RICHARD HOLLAND revisits a grotesque story that helped get him hooked on ghost-lore
As a 14-year-old first ‘getting into’ ghosts, after the poltergeist which had bothered me had long ago faded safely back into the ether, I picked up a copy of a little book called Discovering Ghosts by Leon Metcalfe, which turned out to be a cracking collection of spooky snippets.
The outré headline of one story immediately leapt out at me: ‘The Leper in the Bird Cage’. Only on turning to page 28 did I discover that the Bird Cage was the name of an inn. We shall pass discreetly over the ghastly image the headline had first conjured up to my gruesome boy’s imagination (alas, not much has changed) and continue instead to what is in fact a fascinating ghost story.
Metcalfe first of all informs his readers that the inn is one of the oldest buildings in Thame, Oxfordshire, and that its odd name may have been suggested by its having once been the village ‘lock-up’. Way back in the 13th century, however, it was an ecclesiastical building where lepers were cared for. It is believed one of these poor souls may have been responsible for the repeated knockings heard on the wall of an upstairs room.

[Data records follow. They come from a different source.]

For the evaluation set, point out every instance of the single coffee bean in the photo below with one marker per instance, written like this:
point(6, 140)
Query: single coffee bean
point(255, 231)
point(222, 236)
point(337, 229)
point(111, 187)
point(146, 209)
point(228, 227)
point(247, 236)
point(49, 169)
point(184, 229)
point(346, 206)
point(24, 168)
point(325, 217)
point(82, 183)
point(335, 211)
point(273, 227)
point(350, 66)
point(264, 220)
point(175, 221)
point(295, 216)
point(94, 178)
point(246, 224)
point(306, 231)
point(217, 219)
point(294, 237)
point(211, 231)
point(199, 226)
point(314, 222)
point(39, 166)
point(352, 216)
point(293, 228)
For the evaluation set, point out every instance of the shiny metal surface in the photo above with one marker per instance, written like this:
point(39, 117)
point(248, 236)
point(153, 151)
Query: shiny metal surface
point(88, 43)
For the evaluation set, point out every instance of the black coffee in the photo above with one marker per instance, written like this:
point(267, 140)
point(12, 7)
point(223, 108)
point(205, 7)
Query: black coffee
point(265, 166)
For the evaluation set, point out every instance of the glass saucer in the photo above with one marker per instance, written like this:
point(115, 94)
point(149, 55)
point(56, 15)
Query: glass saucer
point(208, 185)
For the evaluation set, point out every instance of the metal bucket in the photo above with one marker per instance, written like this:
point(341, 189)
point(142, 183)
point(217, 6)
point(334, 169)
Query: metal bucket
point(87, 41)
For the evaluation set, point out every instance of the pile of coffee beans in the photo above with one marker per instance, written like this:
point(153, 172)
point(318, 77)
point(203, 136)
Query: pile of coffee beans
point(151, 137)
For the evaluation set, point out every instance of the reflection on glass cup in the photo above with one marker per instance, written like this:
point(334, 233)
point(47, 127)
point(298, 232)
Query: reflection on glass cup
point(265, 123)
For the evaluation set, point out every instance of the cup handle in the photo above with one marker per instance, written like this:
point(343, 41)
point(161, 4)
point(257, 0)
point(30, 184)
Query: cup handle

An exorcism was carried out and the leper’s spirit apparently contacted: it was very unhappy at having been disturbed and those taking part learnt that its knocking was no plea for help but merely a malevolent attempt to frighten people away so that it would be left alone. Shortly afterwards, during renovation work, the so-called ‘knocking wall’ was stripped of its facing and a cavity discovered which ‘exuded an unaccountably pungent odour’.